What are we measuring?
This measure tracks the percentage of children in Fulton County who live below poverty level as defined by the U.S. Census Bureau.  A child is considered to be living in poverty if the child's family has a total income below a threshold value determined by the size of the family and the number of children in the family. For example, the threshold for a family of four made up of two adults and two children under 18 years was $24,339 in 2016.  The threshold for a family with more children is higher while the threshold for two adults with no children is lower.
Why are we measuring it?
Poor children suffer higher incidences of adverse health, developmental, and other outcomes than non-poor children.  Although overt malnutrition and starvation are rare among poor children in the United States, deficits in children’s nutritional status are associated with poverty. Poor children also suffer from emotional and behavioral problems more frequently than do non-poor children.
In addition to having serious consequences for individuals, childhood poverty has wider implications through reduced productivity, lower educational attainment and poor health, all of which exact social and economic costs.  A study by the Center for American Progress suggest that the costs to the U.S. associated with childhood poverty total about $500B per year, or the equivalent of nearly 4 percent of GDP. [1]
How are we doing?
While overall economic conditions have improved considerably since the end of the Great Recession, childhood poverty remains stubbornly persistent.
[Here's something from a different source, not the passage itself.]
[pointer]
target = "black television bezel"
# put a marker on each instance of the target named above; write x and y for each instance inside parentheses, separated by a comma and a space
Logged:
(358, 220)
The percentage of children in Fulton County living below poverty saw a decline of about 3 percentage points between 2011 and 2015 but rose in 2016 to 24.3%, however, has declined to 20.1% since 2017.
Among its benchmark counties, Fulton ranked near the middle in 2017, far below Shelby County, Tennessee (30.2%) but at over twice the rate Wake County, North Carolina (12.0%).  Poverty among children in Fulton County is heavily concentrated in south and west Atlanta, where rates are generally over 50%.